Background I have a strain gauge that I need to obtain measurements from. The product page indicates that the sensor is a half bridge configuration (one active/one compensating element). The sensor has three wires: White (common), Red (active) and Black (compensating). I have never used a strain gauge before, so I may have some fundamental misconceptions about how it works.
My Understanding of the gauge is that I need to measure the resistance and use the equation: \$strain = (R - R_0)/(G*R_0)^2\$, where \$R\$ is the measured resistance, \$R_0\$ is the gauge resistance, and \$G\$ is the gauge factor. I do this for both leads (active and compensating) and subtract the two to find the actual strain.
What I have Tried Using an Agilent Data Acquisition unit, I have successfully measured the resistance of both leads as ~120\$\ \Omega \$, which is expected, and calculated a strain of essentially zero.
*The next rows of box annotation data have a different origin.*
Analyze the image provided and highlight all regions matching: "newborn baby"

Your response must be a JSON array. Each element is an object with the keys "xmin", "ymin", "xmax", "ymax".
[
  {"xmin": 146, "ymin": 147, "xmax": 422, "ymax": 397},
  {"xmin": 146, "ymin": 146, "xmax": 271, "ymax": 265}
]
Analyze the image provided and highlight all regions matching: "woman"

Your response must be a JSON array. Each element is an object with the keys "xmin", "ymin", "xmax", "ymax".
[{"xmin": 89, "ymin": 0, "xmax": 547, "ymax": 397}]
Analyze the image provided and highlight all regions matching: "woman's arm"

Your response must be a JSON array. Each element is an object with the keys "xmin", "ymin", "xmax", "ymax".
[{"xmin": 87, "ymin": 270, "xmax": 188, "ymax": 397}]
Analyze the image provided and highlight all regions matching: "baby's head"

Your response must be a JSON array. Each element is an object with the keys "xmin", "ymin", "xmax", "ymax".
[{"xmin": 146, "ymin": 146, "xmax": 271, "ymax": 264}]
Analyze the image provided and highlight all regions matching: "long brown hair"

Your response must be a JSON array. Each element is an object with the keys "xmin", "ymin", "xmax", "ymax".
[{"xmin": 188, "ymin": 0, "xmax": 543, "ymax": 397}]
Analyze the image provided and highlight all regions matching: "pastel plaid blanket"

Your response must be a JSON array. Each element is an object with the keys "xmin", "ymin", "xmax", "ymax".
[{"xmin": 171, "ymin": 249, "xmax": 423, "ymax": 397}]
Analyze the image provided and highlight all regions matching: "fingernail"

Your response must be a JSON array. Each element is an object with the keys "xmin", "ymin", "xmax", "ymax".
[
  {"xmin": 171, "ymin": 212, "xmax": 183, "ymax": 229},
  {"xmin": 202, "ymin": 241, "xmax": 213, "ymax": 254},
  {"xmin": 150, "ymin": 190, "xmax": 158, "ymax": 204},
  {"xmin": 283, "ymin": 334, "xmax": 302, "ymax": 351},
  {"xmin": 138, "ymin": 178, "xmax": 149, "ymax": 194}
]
My Problem started when I tested the sensor by heating the it (attached to a metal plate) to 50C. I expected the strain to increase, but was surprised to see that it actually decreased. Now I am questioning my basic understanding of how this sensor works. The change was very small, but distinct from the noise (below image).
Additionally, the noise I am getting from the sensor is less than ideal. I suspect some of it is caused by the furnace I am using, as there is a noticeable increase in noise when I turned it on (below image). Update The increased noise level remains even after de-energizing the furnace, so I now believe the increase is caused by the temperature.
- Shouldn't strain increase as the temperature increases?
- Is this level of noise normal? How can I reduce it?
- Am I using the strain gauge correctly?